Yesterday we had Veteran's Day holiday hours at my Crossfit box -- so instead of rising at 5 a.m. as I normally do, I slept in a bit and then left the girls with my husband to head over a midmorning WOD.
There was a heavy lifting workout, and a hero workout. As I understand it, each of the hero workouts are specifically created for and named after a serviceman or servicewoman whose life was lost for the sake of serving our country. Crossfit HQ and the individual boxes are very diligent about honoring servicemembers, and particularly those who have perished while serving their countries. Sadly, I wish that I could say that there weren't as many hero workouts as there are. My heartfelt thanks go out to the veterans - those still here and those we remember - who regularly faced their fears in service to their country. In large part owing to their dedication, we need not be afraid.
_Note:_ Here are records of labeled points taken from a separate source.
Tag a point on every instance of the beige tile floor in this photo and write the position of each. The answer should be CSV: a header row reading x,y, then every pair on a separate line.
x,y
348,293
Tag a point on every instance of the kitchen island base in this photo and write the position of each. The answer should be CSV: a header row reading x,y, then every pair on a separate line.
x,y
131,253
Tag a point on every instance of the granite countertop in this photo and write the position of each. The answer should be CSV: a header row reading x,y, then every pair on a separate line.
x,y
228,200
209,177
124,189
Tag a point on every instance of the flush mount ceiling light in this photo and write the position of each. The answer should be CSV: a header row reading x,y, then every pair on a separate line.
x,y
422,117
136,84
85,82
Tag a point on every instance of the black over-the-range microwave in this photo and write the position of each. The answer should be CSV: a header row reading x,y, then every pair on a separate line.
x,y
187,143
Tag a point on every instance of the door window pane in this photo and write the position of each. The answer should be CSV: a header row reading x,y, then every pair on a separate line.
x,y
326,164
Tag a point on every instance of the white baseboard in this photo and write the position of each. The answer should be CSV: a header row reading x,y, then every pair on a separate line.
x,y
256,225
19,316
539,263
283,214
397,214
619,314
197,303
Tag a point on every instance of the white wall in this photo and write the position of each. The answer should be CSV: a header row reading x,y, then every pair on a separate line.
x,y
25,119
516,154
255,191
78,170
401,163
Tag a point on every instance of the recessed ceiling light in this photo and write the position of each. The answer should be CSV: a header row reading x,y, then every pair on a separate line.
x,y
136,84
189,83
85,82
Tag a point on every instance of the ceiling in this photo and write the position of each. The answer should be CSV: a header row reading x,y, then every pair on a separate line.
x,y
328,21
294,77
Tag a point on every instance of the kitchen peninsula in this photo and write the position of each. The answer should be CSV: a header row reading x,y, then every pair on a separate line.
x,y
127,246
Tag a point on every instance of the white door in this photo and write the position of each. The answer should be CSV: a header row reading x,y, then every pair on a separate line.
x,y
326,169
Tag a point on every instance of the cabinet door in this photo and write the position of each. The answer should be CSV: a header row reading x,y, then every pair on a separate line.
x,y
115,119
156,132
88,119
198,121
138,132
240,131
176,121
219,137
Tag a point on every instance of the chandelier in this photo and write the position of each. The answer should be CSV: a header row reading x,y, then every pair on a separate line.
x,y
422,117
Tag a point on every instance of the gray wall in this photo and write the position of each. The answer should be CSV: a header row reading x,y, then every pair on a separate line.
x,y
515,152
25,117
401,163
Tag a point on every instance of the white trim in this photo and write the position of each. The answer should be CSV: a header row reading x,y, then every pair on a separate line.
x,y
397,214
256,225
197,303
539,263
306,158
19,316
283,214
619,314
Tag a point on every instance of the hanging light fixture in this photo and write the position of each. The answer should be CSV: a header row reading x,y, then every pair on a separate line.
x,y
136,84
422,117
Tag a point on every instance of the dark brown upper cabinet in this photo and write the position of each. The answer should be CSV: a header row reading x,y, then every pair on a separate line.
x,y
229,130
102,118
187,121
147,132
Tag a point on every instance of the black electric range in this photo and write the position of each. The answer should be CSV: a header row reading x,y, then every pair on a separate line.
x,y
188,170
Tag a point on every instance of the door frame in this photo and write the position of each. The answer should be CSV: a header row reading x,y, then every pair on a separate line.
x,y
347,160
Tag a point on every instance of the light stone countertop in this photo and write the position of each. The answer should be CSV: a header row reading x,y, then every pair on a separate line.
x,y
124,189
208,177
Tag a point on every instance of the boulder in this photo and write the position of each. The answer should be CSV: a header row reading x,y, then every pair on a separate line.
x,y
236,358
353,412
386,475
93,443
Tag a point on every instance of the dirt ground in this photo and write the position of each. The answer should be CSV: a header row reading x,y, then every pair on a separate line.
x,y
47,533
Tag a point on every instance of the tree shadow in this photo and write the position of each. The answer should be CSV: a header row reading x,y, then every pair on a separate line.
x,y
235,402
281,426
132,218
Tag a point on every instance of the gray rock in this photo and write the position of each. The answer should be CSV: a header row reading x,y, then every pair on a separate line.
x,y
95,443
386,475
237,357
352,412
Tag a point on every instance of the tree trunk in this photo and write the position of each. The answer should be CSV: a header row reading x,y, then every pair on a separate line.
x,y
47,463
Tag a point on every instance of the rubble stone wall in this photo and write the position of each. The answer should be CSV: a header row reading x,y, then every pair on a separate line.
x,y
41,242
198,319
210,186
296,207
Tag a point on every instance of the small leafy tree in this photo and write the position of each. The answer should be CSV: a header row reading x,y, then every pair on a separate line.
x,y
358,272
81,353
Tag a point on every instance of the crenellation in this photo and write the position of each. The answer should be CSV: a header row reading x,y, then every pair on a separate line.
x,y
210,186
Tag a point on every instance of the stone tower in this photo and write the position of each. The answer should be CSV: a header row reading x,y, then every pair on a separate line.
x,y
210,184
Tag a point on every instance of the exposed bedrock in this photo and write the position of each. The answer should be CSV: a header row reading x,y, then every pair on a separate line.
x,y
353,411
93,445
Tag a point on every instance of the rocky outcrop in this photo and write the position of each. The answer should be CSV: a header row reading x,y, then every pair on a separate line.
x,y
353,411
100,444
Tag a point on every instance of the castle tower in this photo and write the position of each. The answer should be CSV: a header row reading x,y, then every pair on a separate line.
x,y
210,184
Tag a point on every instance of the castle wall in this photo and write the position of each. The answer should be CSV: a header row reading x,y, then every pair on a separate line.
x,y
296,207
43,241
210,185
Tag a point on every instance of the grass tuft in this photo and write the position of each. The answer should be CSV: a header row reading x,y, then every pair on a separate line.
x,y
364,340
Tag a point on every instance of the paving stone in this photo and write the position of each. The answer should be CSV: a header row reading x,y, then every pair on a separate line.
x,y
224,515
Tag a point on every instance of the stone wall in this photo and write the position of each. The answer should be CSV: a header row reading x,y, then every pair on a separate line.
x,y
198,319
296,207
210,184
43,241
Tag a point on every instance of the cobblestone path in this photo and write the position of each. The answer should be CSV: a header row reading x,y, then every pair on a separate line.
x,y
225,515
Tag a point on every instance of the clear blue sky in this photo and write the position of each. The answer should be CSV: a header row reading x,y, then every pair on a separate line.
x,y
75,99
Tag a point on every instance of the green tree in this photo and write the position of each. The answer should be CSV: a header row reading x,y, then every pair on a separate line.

Since I had done 4 aerobic-style workouts Monday-Thursday, this time I chose to lift heavy. It's the first heavy lifting workout I've had in a while where I didn't have a partner alternating reps with me, so I kind of soaked up the extra time and solitude to focus on my form, how I really felt during my reps, whether I could do more. I was supposed to do a single squat, as seen below, 7 times:
...I was supposed to end on the 7th rep at or close to my max -- but to keep going until my max if I wasn't there by the 7th rep. Since it was my first weighted back squat session, I had no idea what would be my theoretical max.
I started with 55 lb. (including the 35 lb. bar), adding increments of 5 lb. at a time, and ended the 7th rep at 80 lb. or so. I knew that I wasn't even close to my max by then, so the weight kept coming on.
By about 125 lb. I asked my instructor (who'd been a few steps away overseeing the others doing the hero workout) to come watch me to do a single rep at 125 lb. to make sure that I was keeping up my form despite the climbing weight. My instructor - who herself probably weighs less than 125 lb. - said, "You're strong! You're not even struggling! You can lift more than that."
By my 15th (!) rep I was using the 45 lb. bar (at my instructor's suggestion) squatting a total of 140 lb., which I called my max for the day.
I thought about it: I was back squatting more than I weighed in high school. I was backsquatting 16-year-old me and then some. Were I not so tired from the previous 14 reps, I might have even been able to squat more. My instructor asked for my final number and even threw an exclamation point behind the poundage that she wrote next to my name on the whiteboard.
Even though I was a bit nervous about adding more weight, her encouragement had pushed me through that mental block of 125 lb. to an additional 15 lb. above that. Be not afraid. You can do this!
Would that all of my strength gains were so measurable.